Henry Martyn: A Student of the Great Books in Light of the Greatest Book for the Sake of the Great Commission

Share

Twenty-first century American evangelicals can be excused for not knowing the name of Henry Martyn (1781-1812)—a paedo-baptist Anglican who was employed as a chaplain for the East India Company and whose ministry in India and Persia encompassed just six years before his death due to sickness at age thirty-one. But his formation and ministry provide us an example worth imitating at Bethlehem College and Seminary. His calvinistic, evangelical formation and his Cambridge classical education combined to give him an extraordinary ability to manage translations of the New Testament and to witness creatively in different cultures.

Henry Martyn received a classical education culminating in a degree from Cambridge. He distinguished himself by winning the prize as “Chief Wrangler,” the top student in mathematics at a time when Cambridge was known as the top school for mathematics. He also won a prize in Latin composition, was appointed fellow of his college after he graduated, and served as examiner for two years. His journal often records, as on a day in 1803, “I read Hebrew, and the Greek of the Epistle to the Hebrews.”[1] That was his classical training, a distinct privilege in the early 1800s and a tool that he carried directly into his ministry.

Martyn’s spiritual formation and love for Scripture received encouragement from a fervent group of evangelical Anglicans including Cambridge pastor Charles Simeon. He immersed himself in the biblical languages and in reading spiritual classics such as the Puritans and Jonathan Edwards.[2] He served in ministry to a village outside Cambridge under Simeon before traveling to India in 1806.

There is no question about his substantial contribution to early missions efforts in northern India. He oversaw and edited the first translation of the New Testament into Urdu, a text which was published shortly after his death and served as the basis for all Urdu Bible translations during the next century (nearly 230 million people speak Urdu today).[3] Second, in a furious year of work, he completely re-translated the New Testament into Persian after an initial version proved insufficient for native speakers. While a guest in Shiraz, Persia (today, Iran), he engaged with Muslim clerics and visitors about the Christian faith.

Martyn’s life and ministry followed the same three emphases as the undergraduate program at Bethlehem: engaging with classic and proven texts alongside consistently deep study of the Bible, all for the sake of participating in God’s redemptive purposes around the world.

In particular, he proved skillful in learning languages, a skill that was cultivated in his preparation and which set him apart from many other missionaries. One of Martyn’s recent commentators remarks, “Martyn’s qualifications in Greek and Latin gave him a foundation as a translator that the Baptist missionaries [including William Carey], despite great zeal, could not match.”[4] By the time Martyn arrived in India, William Carey had already served for thirteen years and was soon to be appointed professor of Bengali in Calcutta, so that he had learned a lot about languages.
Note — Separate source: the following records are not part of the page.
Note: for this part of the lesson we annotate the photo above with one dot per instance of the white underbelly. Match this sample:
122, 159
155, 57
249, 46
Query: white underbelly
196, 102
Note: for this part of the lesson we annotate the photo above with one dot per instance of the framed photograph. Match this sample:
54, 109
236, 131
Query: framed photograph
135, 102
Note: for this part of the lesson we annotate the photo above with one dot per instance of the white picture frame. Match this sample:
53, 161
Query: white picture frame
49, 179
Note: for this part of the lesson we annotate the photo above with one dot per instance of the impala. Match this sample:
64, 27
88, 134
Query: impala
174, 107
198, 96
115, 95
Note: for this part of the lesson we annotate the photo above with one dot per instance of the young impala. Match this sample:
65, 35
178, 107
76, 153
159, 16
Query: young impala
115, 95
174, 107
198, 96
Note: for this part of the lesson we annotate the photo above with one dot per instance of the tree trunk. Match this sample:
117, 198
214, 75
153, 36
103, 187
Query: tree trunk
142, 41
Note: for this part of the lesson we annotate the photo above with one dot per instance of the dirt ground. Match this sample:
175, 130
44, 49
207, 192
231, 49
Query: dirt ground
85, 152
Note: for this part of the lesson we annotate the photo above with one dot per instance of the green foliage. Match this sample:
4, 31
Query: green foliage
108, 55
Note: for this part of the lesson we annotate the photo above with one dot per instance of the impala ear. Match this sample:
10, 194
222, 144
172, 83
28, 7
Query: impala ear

But it is also no secret that the ambitious plans for translations by Carey and his colleagues meant that those early Bibles went through several editions before they were easily understood by local people.[5]

Henry Martyn’s education prepared him in the best way possible for the tasks of analysis and communication that were crucial for bringing the gospel to bear in new circumstances. We do not have to agree with the nineteenth-century headmaster of Eton, who challenged his students that if they were not skilled in composing classical Greek poetry, “How can you ever be of use in the world?”[6] We do not believe that composing original Greek poetry is the key to making one useful in God’s service. But we can connect a rigorous attempt at renewing classical education today with the potential to produce gifted and tenaciously flexible missionaries like Henry Martyn.
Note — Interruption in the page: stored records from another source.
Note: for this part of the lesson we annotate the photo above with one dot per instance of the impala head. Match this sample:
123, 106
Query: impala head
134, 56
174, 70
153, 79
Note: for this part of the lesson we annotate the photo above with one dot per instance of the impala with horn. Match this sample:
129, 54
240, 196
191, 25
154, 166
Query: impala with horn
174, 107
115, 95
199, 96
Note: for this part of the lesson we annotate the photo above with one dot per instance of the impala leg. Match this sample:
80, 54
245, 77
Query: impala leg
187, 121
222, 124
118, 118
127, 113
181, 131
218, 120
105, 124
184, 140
The Global Studies emphasis at Bethlehem College and Seminary aims to graduate students who are prepared for a call to cross-cultural ministry. Learning the biblical language and perhaps Latin helps give a framework and practice for learning a living language in the future. Besides all the training we can give on cross-cultural learning and personal discipleship, the skill of understanding languages will equip students for whatever ministry the Lord may call them to undertake.

In his brief life, Henry Martyn gives us an example of dogged determination to use his particular gifts, to be spent in the encounter, to have little or no expectation of success, and to press on in faith. Our prayer is that God would form and prepare students today for similar lives of fruitful ministry.

Jon Hoglund, Ph.D.
Associate Professor of Theology and Global Studies

 

Prayer Requests:

  1. Pray that we each would spend and be spent for Christ.
  2. Pray for our Global Studies students as they prepare for future ministry.
  3. Pray for the prospective students coming to Spring Preview Day April 26, that God will guide their steps.
  4. Pray that the remaining Serious Joy Scholarships would be subscribed by June 30.

 

 

[1] Sargent, Henry Martyn, 42.
[2] Reading Baxter (Sargent, 35.), Edwards (Smith, Saint and Scholar, 28–29.).
[3] Henry Martyn, trans., The New Testament of Our Lord and Saviour Jesus Christ: Translated into the Hindoostanee Language, from the Original Greek, by the Rev. H. Martyn, B.D. (London: British and Foreign Bible Society, 1819).
[4] Ayler, “Introduction,” 37.
[5] Daniel Corrie reports that the Christians he knew preferred Martyn’s translation to an earlier work by the Serampore Baptists. Their initial Urdu translation was “too defective to be useful to any extent” Daniel Corrie, Memoirs of the Right Rev. Daniel Corrie (London: Seeley, Burnside, and Seeley, 1847), 210.
[6] Tracy Lee Simmons, Climbing Parnassus: A New Apologia for Greek and Latin (Washington, D.C.: Regnery, 2002), 128.